0
votes

I am facing a problem with Terraform (v0.12) to create multiple instances using count variable and subnet id's list, where the count is greater than the length of the subnet id's list.

For example;

resource "aws_instance" "main" {
  count                     = 20
  ami                       = var.ami_id
  instance_type             = var.instance_type
  # ...
  subnet_id                 = var.subnet_ids_list[count.index]
}

Where my count is '20' and length(var.subnet_ids_list) is 2. It throws the following error:

count.index is 2
    var.instance_subnet_id is tuple with 2 elements

The given key does not identify an element in this collection value.

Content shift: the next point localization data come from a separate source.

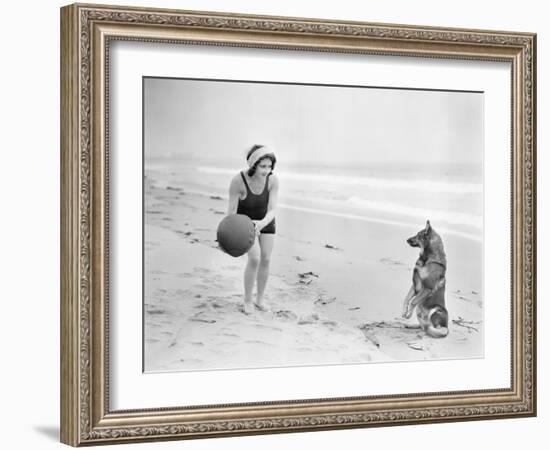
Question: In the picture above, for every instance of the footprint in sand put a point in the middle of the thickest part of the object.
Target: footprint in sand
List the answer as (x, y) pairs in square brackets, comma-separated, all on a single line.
[(286, 314), (267, 327), (308, 320)]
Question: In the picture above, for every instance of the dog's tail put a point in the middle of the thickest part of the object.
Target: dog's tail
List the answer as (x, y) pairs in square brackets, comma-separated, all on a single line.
[(437, 332), (438, 319)]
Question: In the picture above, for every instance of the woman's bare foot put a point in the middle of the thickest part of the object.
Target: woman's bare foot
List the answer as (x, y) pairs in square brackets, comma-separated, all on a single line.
[(248, 308), (261, 307)]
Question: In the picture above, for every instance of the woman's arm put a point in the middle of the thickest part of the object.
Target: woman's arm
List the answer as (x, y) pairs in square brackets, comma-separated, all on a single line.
[(272, 205), (234, 192)]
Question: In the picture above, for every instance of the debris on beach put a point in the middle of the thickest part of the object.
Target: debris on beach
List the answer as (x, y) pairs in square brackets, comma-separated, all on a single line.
[(307, 277), (286, 314), (415, 345), (324, 300), (154, 311), (468, 324), (381, 324), (308, 274), (202, 319), (308, 320)]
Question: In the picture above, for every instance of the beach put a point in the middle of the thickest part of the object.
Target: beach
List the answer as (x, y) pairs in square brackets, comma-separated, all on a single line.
[(335, 293)]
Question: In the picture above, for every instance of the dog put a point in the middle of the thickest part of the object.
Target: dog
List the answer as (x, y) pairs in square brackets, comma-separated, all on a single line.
[(427, 293)]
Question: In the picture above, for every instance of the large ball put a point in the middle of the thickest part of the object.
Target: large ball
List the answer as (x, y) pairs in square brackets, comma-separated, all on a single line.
[(236, 234)]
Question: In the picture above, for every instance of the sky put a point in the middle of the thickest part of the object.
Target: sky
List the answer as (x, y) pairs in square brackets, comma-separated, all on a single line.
[(328, 124)]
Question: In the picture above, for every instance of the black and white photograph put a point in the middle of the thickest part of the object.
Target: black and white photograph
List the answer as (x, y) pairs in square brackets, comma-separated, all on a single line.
[(294, 225)]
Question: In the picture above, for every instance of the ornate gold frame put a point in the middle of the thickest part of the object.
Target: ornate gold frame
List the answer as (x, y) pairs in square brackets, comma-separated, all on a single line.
[(86, 31)]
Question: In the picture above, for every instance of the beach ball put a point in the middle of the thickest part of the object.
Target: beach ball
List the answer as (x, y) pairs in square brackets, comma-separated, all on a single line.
[(236, 234)]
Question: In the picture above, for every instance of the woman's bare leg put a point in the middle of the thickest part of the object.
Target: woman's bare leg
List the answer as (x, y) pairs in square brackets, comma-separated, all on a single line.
[(250, 273), (266, 248)]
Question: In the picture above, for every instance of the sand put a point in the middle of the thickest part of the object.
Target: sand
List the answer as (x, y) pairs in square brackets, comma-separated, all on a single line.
[(334, 297)]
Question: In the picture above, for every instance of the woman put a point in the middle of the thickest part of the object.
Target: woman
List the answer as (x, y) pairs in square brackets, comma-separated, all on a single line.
[(253, 192)]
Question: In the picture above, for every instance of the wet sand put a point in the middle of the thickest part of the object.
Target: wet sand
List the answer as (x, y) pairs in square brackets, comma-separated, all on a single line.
[(334, 294)]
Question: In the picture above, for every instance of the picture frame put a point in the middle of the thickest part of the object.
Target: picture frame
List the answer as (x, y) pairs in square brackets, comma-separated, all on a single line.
[(88, 275)]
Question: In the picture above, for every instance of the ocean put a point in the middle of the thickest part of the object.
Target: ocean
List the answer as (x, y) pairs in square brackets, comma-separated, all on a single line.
[(449, 195)]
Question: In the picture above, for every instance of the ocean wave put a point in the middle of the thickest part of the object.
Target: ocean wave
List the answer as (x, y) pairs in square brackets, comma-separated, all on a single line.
[(448, 187), (450, 217), (346, 215)]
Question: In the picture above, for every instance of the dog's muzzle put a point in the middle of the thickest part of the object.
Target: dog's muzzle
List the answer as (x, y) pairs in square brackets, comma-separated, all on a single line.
[(412, 242)]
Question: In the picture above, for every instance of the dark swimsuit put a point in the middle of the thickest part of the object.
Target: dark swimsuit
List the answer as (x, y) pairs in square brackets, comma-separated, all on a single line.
[(255, 205)]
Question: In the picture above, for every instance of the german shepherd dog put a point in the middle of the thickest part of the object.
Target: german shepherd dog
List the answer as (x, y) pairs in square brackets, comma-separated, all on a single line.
[(427, 292)]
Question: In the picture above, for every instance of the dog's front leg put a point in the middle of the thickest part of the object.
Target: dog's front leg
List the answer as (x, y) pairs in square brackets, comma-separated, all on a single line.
[(406, 302), (417, 299)]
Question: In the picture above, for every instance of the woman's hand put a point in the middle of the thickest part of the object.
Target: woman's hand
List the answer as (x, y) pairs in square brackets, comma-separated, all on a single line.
[(257, 226)]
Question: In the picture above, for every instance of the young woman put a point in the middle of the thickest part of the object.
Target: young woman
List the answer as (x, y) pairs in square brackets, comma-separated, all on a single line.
[(253, 192)]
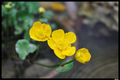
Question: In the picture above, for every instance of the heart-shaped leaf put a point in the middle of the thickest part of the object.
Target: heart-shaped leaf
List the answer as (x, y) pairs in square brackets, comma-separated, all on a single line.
[(66, 67), (23, 48)]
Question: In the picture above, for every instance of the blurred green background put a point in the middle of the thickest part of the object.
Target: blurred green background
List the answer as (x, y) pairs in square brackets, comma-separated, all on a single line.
[(96, 27)]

I tried to make the "subnet_ids_list" as string with comma-separated and used "split", but it too give the same error.

Later thought to append subnet elements to "subnet_ids_list" in order to make it to "20". something like;

Python 2.7
>>> subnet_ids_list = subnet_ids_list * 10

Can someone help me with how to achieve similar with Terraform or any other approaches to solve this problem.

Original like;

subnet_ids_list = ["sub-1", "sub-2"]

Converted to - satisfy the value provided to count;

subnet_ids_list = ["sub-1", "sub-2", "sub-1", "sub-2",....., "sub-1", "sub-2",] (length=20).

I don't want to use AWS autoscaling groups for this purpose.

2

2 Answers

0
votes

It doesn't make sense to create a new subnet whenever you need to spin up a new EC2. I'd recommend you to take a look at the official documentation about the basics of VPC and subnets: https://docs.aws.amazon.com/vpc/latest/userguide/VPC_Subnets.html#vpc-subnet-basics

For example, if you create a VPC with CIDR block 10.0.0.0/24, it supports 256 IP addresses. You can break this CIDR block into two subnets, each supporting 128 IP addresses. One subnet uses CIDR block 10.0.0.0/25 (for addresses 10.0.0.0 - 10.0.0.127) and the other uses CIDR block 10.0.0.128/25 (for addresses 10.0.0.128 - 10.0.0.255).

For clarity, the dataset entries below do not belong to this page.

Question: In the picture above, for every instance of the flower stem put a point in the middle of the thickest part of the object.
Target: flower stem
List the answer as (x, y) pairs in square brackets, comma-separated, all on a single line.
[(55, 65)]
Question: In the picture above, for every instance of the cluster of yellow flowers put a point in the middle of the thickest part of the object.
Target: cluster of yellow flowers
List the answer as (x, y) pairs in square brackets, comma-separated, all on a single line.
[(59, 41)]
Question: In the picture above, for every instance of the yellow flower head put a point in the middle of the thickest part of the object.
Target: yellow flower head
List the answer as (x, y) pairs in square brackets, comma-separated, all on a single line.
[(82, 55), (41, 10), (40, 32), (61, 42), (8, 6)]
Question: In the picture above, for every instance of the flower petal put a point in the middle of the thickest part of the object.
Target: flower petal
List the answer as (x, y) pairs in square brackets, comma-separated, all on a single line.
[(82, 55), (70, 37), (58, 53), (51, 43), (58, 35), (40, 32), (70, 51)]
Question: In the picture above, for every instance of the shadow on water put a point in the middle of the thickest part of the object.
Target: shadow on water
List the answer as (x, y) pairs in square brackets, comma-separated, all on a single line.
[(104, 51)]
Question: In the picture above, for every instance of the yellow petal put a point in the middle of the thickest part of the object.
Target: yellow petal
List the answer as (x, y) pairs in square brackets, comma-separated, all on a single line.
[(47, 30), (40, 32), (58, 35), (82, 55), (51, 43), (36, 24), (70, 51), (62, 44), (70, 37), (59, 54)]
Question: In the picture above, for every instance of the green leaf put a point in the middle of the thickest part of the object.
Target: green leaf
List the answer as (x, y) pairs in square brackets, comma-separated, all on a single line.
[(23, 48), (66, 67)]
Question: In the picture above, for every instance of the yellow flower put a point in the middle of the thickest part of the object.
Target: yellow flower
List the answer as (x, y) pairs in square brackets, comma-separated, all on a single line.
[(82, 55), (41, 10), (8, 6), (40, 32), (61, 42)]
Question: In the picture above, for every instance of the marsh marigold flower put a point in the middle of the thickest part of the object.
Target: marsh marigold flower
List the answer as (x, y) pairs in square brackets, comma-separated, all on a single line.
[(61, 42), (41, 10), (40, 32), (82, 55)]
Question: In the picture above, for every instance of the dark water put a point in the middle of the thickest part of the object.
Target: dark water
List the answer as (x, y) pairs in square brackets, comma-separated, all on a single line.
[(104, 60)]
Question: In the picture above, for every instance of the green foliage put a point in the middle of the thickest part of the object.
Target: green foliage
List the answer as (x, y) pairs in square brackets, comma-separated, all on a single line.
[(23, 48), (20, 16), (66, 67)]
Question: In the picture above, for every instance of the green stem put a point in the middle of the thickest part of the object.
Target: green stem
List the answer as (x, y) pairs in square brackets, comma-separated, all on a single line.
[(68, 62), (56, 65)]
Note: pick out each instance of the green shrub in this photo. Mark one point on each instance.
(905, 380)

In your Terraform example, it looks like you have 2 subnets (private and public?), so your counter must be rather 0 or 1 when accessing subnet_ids_list. Even a better solution would be to tag your subnets: https://www.terraform.io/docs/providers/aws/r/subnet.html#inner

You might have another counter though to control number of instances. Hope it helps!

EDIT: Based on your comments, a Map would be a better data structure to control instance/subnet. Key could be the instance or the subnet itself, e.g. { "aws_instance" = "sub-1" }

Reference: https://www.terraform.io/docs/configuration-0-11/variables.html#maps

0
votes

You can use the element function if you need to loop back through a list of things as mentioned in the linked documentation:

The index is zero-based. This function produces an error if used with an empty list.

Use the built-in index syntax list[index] in most cases. Use this function only for the special additional "wrap-around" behavior described below.